Célestine est la nouvelle domestique, fraîchement débarquée de Paris, des Lanlaire, un couple de bourgeois vivant dans un coin reculé de Normandie. Dans ce vingtième siècle naissant, Célestine ne supporte plus sa condition avilissante et n’a qu’une idée en tête: s’extirper de son milieu social et vivre sa vie de femme libre.

Quelques mois après la sortie de « Trois coeurs » , un scénario écrit par le cinéaste, Benoît Jacquot retrouve la littérature en adaptant un roman d’Octave Mirbeau. Le réalisateur s’était autrefois illustré avec brio avec les adaptations de Benjamin Constant avec « Adolphe », Pascal Quignard avec « Villa Amalia » ou encore Chantal Thomas avec « Les Adieux à la reine« .
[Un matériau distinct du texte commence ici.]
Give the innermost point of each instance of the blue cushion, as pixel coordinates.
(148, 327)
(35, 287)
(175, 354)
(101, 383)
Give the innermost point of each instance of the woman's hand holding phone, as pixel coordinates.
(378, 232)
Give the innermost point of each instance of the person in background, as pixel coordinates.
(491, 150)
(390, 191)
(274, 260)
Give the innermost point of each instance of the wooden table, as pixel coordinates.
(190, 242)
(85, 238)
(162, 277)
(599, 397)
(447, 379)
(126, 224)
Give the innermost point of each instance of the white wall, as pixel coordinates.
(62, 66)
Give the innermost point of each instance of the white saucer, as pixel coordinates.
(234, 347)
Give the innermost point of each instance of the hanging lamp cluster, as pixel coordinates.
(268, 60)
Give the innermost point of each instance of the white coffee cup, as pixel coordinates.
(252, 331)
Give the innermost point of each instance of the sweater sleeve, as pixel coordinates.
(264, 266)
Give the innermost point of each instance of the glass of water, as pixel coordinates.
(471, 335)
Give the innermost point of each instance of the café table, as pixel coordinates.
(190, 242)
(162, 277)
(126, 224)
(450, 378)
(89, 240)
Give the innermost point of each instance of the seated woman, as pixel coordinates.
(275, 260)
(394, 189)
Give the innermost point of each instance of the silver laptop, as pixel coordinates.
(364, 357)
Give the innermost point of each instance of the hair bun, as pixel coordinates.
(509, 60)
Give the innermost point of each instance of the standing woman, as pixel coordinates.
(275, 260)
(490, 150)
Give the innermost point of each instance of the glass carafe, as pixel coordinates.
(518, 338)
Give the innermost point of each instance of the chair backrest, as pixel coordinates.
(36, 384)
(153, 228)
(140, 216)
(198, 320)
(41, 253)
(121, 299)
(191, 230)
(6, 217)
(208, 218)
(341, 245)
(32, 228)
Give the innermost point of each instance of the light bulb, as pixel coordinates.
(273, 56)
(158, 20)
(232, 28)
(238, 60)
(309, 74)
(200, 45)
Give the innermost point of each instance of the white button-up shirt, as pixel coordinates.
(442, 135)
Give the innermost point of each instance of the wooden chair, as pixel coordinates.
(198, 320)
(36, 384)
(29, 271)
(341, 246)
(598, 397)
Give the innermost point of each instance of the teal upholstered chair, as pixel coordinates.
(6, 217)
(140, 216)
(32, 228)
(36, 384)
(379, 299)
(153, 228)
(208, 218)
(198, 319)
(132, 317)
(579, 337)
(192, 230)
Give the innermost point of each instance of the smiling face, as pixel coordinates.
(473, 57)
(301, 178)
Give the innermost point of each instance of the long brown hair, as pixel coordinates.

Le « Journal du femme de chambre » est un film glaçant sur la condition domestique de Célestine (Léa Seydoux) , une jeune femme insoumise mais portant comme enchaînée dans sa destinée. Pourtant, elle va choisir une voie déviante pour accéder à la liberté: celle de Joseph (excellent Vincent Lindon), un homme-à-tout-faire qui flirte avec les milieux antisémites radicaux.

Benoît Jacquot dépeint un monde finissant, celui de la bourgeoisie toute puissante du XIXème siècle, avant les avancées économiques et sociales du Vingtième siècle. Célestine, avant-gardiste incarne la femme du XXème siècle, celle qui prendra conscience de sa soumission et qui prendra son destin en mains. Mais ce siècle annonce également les pires horreurs de la Shoah, quelques décennies après l’Affaire Dreyfus, avec l’antisémitisme naissant et violent de Joseph.

Beau et cruel, le film de Jacquot est un constat amère sur une société capitaliste où les petits – mais aussi les femmes – n’auront jamais vraiment leurs places.